Saskia Horley

Personal information
- Full name: Saskia Meg Horley
- Born: 23 February 2000 (age 26) St Leonards, New South Wales, Australia
- Batting: Right-handed
- Bowling: Right-arm off break
- Role: All-rounder

International information
- National side: Scotland;
- ODI debut (cap 32): 12 April 2024 v Papua New Guinea
- Last ODI: 12 August 2024 v Netherlands
- T20I debut (cap 21): 5 September 2022 v Ireland
- Last T20I: 7 May 2024 v Sri Lanka
- T20I shirt no.: 13

Domestic team information
- 2019/20–present: New South Wales
- 2019/20: Sydney Thunder
- 2022–present: Middlesex
- 2022/23–present: Sydney Thunder
- 2023: Sunrisers

Career statistics
| Competition | WT20I | WLA | WT20 |
| Matches | 17 | 25 | 26 |
| Runs scored | 323 | 694 | 399 |
| Batting average | 20.18 | 7.50 | 23.11 |
| 100s/50s | 0/2 | 1/5 | 0/2 |
| Top score | 61* | 100 | 61* |
| Balls bowled | 120 | 469 | 126 |
| Wickets | 6 | 13 | 6 |
| Bowling average | 23.66 | 27.38 | 25.33 |
| 5 wickets in innings | 0 | 0 | 0 |
| 10 wickets in match | 0 | 0 | 0 |
| Best bowling | 3/13 | 4/24 | 3/13 |
| Catches/stumpings | 1/– | 1/– | 1/– |
- Source: CricketArchive, 30 September 2022

= Saskia Horley =

Australian cricketer (born 2000)

Saskia Meg Horley (born 23 February 2000) is an Australian cricketer who plays for Scotland, New South Wales and Sydney Thunder. She played in four matches for Sydney Thunder in the 2019–20 Women's Big Bash League season. In 2022, she played for Middlesex in the Women's Twenty20 Cup.
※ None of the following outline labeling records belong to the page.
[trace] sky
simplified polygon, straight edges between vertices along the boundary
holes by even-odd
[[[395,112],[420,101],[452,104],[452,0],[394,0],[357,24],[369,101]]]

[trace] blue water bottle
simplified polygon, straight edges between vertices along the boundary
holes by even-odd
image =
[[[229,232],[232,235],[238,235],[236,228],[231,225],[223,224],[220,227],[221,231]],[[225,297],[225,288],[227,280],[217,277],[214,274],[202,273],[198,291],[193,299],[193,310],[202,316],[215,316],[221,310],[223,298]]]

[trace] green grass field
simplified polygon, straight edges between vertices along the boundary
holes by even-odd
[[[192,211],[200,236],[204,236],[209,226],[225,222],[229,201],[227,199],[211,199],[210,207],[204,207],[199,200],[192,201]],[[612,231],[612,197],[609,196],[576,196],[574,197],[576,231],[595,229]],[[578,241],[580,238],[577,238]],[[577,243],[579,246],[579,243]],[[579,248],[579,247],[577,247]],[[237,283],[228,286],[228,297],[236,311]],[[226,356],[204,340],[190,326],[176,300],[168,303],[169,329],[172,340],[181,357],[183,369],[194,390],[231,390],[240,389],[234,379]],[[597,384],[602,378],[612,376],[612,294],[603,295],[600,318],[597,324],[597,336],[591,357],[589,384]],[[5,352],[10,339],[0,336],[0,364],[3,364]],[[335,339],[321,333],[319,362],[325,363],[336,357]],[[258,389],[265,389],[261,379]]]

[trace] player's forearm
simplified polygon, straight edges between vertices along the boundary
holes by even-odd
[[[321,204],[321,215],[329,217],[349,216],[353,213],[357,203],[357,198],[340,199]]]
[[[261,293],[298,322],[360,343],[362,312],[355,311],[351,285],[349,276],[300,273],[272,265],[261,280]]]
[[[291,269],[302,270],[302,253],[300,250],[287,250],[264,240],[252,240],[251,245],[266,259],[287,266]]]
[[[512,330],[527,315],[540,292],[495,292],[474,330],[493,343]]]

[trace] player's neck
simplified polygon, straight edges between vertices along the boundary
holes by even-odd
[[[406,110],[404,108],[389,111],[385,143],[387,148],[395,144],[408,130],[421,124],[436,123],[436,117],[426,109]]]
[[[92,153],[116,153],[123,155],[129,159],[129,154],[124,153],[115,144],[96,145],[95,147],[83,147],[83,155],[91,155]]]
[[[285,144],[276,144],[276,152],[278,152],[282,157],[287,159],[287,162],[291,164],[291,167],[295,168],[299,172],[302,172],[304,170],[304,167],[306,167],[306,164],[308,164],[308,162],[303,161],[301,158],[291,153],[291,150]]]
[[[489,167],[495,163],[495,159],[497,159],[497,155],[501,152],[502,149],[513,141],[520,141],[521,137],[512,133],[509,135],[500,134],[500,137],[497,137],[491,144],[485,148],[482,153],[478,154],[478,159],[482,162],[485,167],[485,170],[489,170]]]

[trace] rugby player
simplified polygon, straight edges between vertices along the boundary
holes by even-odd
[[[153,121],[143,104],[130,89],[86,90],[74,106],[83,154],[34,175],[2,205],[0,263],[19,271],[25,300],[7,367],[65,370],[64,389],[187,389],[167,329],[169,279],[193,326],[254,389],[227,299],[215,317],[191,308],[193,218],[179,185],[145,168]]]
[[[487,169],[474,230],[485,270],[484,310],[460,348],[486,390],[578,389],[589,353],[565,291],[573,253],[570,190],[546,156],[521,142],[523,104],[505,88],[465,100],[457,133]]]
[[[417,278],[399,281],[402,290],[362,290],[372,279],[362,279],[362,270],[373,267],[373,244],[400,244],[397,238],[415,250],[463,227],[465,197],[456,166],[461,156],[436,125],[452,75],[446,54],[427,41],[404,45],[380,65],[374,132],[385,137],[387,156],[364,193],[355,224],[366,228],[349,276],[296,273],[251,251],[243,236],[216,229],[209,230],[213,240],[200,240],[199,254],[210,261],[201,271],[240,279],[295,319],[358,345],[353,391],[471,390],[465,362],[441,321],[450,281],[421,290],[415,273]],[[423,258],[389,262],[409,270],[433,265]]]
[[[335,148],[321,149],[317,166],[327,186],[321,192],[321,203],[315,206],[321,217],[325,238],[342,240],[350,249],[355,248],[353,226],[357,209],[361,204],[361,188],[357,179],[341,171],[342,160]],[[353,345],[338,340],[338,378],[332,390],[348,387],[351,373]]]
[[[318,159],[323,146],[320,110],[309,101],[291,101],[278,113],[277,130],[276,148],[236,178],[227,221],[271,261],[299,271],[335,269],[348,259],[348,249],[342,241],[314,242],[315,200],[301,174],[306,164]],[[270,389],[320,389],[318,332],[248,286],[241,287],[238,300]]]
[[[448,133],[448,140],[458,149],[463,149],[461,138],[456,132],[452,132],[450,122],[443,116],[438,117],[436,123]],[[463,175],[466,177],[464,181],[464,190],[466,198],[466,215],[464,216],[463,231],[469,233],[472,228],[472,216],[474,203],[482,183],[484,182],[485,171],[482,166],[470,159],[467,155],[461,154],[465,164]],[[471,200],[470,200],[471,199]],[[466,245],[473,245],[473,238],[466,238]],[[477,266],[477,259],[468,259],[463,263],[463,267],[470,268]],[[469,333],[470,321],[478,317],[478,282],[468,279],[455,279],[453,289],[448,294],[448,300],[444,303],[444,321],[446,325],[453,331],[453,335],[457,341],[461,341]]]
In August 2022, Horley was named in Scotland's squad for their series against Ireland in September 2022. She qualifies for Scotland through her mother, who was born in Edinburgh, and she holds a British passport. In March 2023, it was announced that she had signed for Sunrisers for the first five rounds of the 2023 Rachael Heyhoe Flint Trophy.

In September 2024 she was named in the Scotland squad for the 2024 ICC Women's T20 World Cup.

Horley was among the four player shortlist for the ICC Women’s Emerging Cricketer of the Year 2024.